Friday, December 25, 2015

Cranky Kid Becomes Grouchy Brat: Ten Years On The Case

I still don't know who this kid is or where he came from, by the way.

I'd guess he's 12 or 13 years old now and engaged in the somewhat dubious pre-adolescent male bonding rituals that are universal methinks. Titty pictures are an ever enjoyable source of entertainment for the male of the species. I was a Boy Scout. I know.

We here at the Dougloid Papers mark the beginning of year 10 in the pursuit of Truth, Justice, and the Amurricun Way of Life. It seems like only yesterday that I started this tirade and it has strayed a little bit from commenting on the aviation scene, but a few observations are in order.

The A380 seems to have survived the initial pangs of launch, growth, blown deadlines and general obesity that dog all new aircraft launches as has the A350 and the A400. It was the same at McDonnell Douglas when we launched the MD11 and the C17. I don't know about the T-45, we had it in Long Beach and screwed that pooch so far into oblivion that St. Louis snatched it away from us but I suspect it was overweight and robust, kinda like a slightly overage rugby player.

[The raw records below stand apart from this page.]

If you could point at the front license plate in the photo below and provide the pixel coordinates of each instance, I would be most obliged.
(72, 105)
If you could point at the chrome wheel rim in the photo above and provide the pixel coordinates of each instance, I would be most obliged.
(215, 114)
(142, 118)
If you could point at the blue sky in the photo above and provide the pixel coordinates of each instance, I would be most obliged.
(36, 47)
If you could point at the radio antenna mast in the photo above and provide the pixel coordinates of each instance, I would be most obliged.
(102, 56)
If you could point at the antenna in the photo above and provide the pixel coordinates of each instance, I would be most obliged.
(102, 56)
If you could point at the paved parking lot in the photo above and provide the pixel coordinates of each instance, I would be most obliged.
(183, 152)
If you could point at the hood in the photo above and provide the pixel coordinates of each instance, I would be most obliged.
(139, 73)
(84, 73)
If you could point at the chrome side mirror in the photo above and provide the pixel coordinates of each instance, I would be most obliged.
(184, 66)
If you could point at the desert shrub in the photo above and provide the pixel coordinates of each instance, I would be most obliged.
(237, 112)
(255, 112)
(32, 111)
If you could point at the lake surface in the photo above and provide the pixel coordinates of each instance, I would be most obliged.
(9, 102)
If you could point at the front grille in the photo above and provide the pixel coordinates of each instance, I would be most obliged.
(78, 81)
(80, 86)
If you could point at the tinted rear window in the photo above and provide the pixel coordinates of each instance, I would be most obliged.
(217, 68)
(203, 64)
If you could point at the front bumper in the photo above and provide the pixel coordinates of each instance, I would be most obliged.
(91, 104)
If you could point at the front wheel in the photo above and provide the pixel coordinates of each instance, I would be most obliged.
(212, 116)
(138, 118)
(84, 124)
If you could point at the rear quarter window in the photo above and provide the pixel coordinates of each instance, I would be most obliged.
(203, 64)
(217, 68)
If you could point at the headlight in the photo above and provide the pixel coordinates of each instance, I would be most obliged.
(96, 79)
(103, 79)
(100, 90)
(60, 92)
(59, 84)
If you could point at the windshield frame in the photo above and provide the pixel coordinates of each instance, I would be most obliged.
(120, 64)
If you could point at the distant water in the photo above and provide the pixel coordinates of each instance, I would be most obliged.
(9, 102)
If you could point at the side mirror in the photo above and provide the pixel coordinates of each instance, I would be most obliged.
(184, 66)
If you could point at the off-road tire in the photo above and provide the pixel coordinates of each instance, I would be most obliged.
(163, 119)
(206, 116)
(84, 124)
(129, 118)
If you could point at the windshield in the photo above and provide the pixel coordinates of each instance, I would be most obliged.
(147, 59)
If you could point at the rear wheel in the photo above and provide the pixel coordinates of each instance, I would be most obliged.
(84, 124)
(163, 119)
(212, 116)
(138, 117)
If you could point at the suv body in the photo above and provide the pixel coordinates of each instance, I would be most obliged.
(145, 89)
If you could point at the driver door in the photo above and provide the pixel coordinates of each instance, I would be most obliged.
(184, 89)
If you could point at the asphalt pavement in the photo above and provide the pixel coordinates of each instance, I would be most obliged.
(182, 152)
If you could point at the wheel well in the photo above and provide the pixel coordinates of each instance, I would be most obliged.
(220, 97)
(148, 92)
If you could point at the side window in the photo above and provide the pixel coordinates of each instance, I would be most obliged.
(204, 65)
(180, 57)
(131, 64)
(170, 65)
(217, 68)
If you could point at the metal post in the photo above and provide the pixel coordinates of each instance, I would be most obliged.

The jury's still out on whether Airbus will ever make money, but since the taxpayers are footing the bill as they usually do in Europe, it's unlikely that it will ever matter. On the other hand, recent events such as the impoverishment of Spain, Portugal, Italy and Greece and the mad rush of impoverished refugees from the middle east and Africa  seem to suggest that although deep, the pockets of the German banks and taxpayers are not bottomless.

Why German banks? We've talked about this matter before here and here and here .

It was common knowledge around the McDonnell Douglas facility in Long Beach that about 450 MD11s would need to be built and sold before they started making any money on the project. As it happens, it didn't happen.

In the 20 years since it was first announced, so Forbes tells us, the A380 cost a cool $25 billion to develop, and they've delivered 176 of them since the first one in 2005. At this rate they've got 290 more to build before they're in profit-which amounts to another 16 years assuming all goes according to plan. That's problematic when highly positioned insiders start making noises about shutting down A380 production and throwing in the towel, as recently happened.

Boeing's 747-8 not as spiffy as but cheaper than competitor is not doing very well either.

Nonetheless one of my pals from back in my days had a ride on an A380 to Dubai and back and said it was an other worldly experience, akin to a smallish, very well appointed planet in its own orbit floating above the moiling and grubby world below.

All of this seems to suggest that "Four Engines For Long Haul" as the Airbus folks used to chant like obnoxious Hare Krishnas back in the days of the A340 translates into "Four Engines Is Twice As Much As You Need."

The Big Twins-the 777, the 787, and the A350-seem to be the wave of the future, and composite construction has been vindicated with over 350 787s in the air.

The other major event in the aviation world is that the C-17 is no more, and as I predicted 8 years ago before booted me off the site permanently Long Beach would have no 767 tanker line, no 737 line, and in fact was as dead as last week's salmon.

Enough of that.

We soldier on here as best we can. I'm still not saying I clobbered the Grim Reaper but He has been in my rear view mirror for a couple years shaking his fist and allowing as how he'll get my skinny ass some other day and give me a bus ticket to hell. I'll wait happily on my park bench.

The Dragon Lady will be retired a year from now or so and will finally get to do what she's always wanted to do which is get paid while sitting on her ass watching television. I remember this every month when the mail lady brings the Social Security check and the $58.37 the State of Iowa long may she wave sends my way just for being me, and I highly recommend it to anyone who's read this far.

I'll see you this time next year if the good Lord is willing and the creek don't rise.